# New IHC owner



## Goober1979 (Dec 1, 2010)

I just acquired a '63? IHC B414 Diesel. It is in decent shape and it runs (have to pull it off, starter needs attention). Any info and parts resources for this tractor would be much appreciated.


----------



## Hoodoo Valley (Nov 14, 2006)

Welcome to the forum Goober! Nice looking tractor you have there! This forum is a bit slow paced at times, but we have a few resident IH experts here, who will sound off for ya. Great knowledgable folks!


----------



## cyrush (Apr 20, 2010)

Hi, welcome to the forum.

Do you have an operators manual or service manual ?? I sell copies of genuine IH manuals on CD rom!!
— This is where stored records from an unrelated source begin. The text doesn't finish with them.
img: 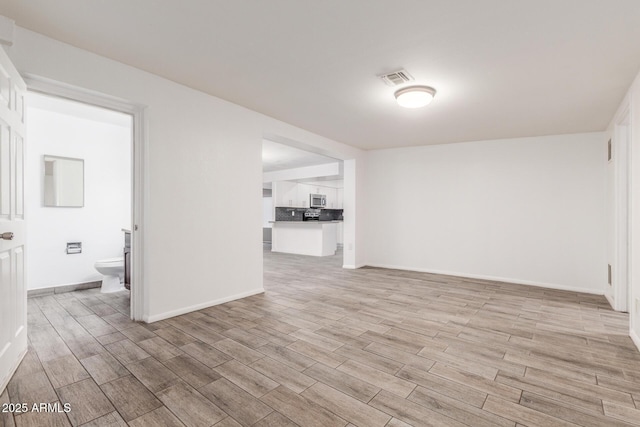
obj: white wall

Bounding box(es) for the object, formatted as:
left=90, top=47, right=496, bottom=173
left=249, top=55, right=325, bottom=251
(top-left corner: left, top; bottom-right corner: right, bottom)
left=7, top=27, right=360, bottom=321
left=262, top=197, right=274, bottom=228
left=364, top=133, right=606, bottom=294
left=25, top=108, right=131, bottom=289
left=609, top=68, right=640, bottom=349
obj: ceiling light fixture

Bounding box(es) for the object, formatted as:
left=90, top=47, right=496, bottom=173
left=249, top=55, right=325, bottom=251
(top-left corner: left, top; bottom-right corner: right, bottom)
left=395, top=86, right=436, bottom=108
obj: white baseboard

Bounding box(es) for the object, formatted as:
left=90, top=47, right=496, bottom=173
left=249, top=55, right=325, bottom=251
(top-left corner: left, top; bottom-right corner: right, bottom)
left=366, top=264, right=604, bottom=295
left=342, top=264, right=366, bottom=270
left=0, top=344, right=28, bottom=394
left=142, top=288, right=264, bottom=323
left=629, top=329, right=640, bottom=351
left=604, top=292, right=615, bottom=310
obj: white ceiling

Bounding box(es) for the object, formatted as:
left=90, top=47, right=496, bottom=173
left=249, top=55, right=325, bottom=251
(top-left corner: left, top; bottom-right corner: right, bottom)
left=0, top=0, right=640, bottom=149
left=27, top=92, right=133, bottom=127
left=262, top=139, right=338, bottom=172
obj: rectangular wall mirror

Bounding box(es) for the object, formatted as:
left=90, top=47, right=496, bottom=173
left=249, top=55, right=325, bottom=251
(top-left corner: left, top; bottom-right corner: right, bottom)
left=43, top=154, right=84, bottom=208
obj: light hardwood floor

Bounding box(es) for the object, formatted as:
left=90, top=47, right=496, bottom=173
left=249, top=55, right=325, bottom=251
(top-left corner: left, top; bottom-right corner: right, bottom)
left=0, top=250, right=640, bottom=427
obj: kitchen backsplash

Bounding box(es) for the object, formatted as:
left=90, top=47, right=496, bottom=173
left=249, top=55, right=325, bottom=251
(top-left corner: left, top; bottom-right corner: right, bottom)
left=276, top=207, right=343, bottom=221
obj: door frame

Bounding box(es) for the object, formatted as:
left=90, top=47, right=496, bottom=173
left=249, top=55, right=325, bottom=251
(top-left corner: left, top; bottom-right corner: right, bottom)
left=22, top=73, right=149, bottom=321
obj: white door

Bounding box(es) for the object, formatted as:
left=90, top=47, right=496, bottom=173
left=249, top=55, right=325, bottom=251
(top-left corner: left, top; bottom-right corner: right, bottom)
left=0, top=48, right=27, bottom=393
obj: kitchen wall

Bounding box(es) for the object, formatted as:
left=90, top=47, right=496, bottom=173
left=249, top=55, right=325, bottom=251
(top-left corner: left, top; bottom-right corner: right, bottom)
left=25, top=98, right=131, bottom=289
left=364, top=133, right=606, bottom=294
left=6, top=27, right=362, bottom=321
left=273, top=181, right=344, bottom=209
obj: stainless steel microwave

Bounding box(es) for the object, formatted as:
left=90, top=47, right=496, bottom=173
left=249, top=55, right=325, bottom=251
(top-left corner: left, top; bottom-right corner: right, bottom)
left=309, top=194, right=327, bottom=208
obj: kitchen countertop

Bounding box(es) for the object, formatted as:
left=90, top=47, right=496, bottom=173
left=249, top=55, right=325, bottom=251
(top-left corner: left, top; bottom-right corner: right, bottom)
left=269, top=219, right=343, bottom=224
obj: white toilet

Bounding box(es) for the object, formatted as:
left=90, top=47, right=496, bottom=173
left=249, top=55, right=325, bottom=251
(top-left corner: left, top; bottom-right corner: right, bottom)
left=95, top=257, right=125, bottom=294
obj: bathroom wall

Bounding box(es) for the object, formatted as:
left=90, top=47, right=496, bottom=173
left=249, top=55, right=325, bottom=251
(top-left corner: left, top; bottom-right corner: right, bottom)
left=25, top=94, right=131, bottom=289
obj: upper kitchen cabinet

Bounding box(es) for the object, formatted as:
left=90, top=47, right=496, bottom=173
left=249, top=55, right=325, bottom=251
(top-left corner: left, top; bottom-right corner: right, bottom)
left=272, top=181, right=299, bottom=207
left=273, top=181, right=343, bottom=209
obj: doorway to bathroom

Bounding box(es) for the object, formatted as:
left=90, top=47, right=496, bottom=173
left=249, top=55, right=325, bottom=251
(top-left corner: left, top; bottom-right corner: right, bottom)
left=24, top=92, right=134, bottom=315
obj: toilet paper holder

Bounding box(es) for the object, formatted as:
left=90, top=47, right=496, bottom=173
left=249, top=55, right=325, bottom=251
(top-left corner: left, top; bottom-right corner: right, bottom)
left=67, top=242, right=82, bottom=255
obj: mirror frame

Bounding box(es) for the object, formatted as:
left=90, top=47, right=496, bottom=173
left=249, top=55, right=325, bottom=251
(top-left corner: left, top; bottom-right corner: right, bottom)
left=42, top=154, right=85, bottom=208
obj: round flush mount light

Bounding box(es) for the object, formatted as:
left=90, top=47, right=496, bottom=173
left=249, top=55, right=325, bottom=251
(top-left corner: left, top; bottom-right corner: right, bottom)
left=395, top=86, right=436, bottom=108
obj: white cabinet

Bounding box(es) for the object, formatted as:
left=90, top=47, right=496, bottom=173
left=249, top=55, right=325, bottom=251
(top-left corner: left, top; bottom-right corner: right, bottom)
left=298, top=184, right=313, bottom=208
left=320, top=187, right=339, bottom=209
left=273, top=181, right=298, bottom=207
left=273, top=181, right=343, bottom=209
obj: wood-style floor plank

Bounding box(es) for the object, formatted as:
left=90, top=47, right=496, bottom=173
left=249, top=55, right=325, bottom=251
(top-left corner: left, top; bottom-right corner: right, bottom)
left=0, top=248, right=640, bottom=427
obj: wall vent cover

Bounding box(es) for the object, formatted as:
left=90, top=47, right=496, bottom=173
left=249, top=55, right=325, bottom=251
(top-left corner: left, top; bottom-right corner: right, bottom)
left=378, top=70, right=413, bottom=86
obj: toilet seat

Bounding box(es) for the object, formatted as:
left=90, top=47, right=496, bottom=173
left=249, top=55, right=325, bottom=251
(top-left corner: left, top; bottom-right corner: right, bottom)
left=94, top=257, right=125, bottom=293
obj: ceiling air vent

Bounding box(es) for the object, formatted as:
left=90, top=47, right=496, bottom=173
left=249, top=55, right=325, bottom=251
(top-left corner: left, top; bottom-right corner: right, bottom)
left=379, top=70, right=413, bottom=86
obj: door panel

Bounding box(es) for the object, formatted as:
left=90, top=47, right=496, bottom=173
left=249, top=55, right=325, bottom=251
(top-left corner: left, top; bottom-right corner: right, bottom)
left=0, top=48, right=27, bottom=393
You say you have starting problems, these m/c's need a good set of glow plugs.


----------



## Goober1979 (Dec 1, 2010)

cyrush said:


> Hi, welcome to the forum.
> 
> Do you have an operators manual or service manual ?? I sell copies of genuine IH manuals on CD rom!!
> 
> You say you have starting problems, these m/c's need a good set of glow plugs.


How much are the manuals? The tractor will start if pulled off. Starter is just weak.


----------



## Tomh (Feb 15, 2008)

If you should need a new starter, there is a later type starter that uses a push button to start. I sell starters and alternators for just about anything. A Chinese version of this replacement starter without the wiring kit will run about $150 plus shipping. The premium version with the wiring kit and push button is about $270 plus shipping.

Take a look: Dixie Electric Ltd. - Catalogue

Yours might just need brushes but if you need to buy one, let me know.


----------



## Goober1979 (Dec 1, 2010)

I am gonna keep the original starting method......just kinda adds to the coolness of the tractor. Brushes might be the issue but I haven't been able to look into it much yet. Thanks.


----------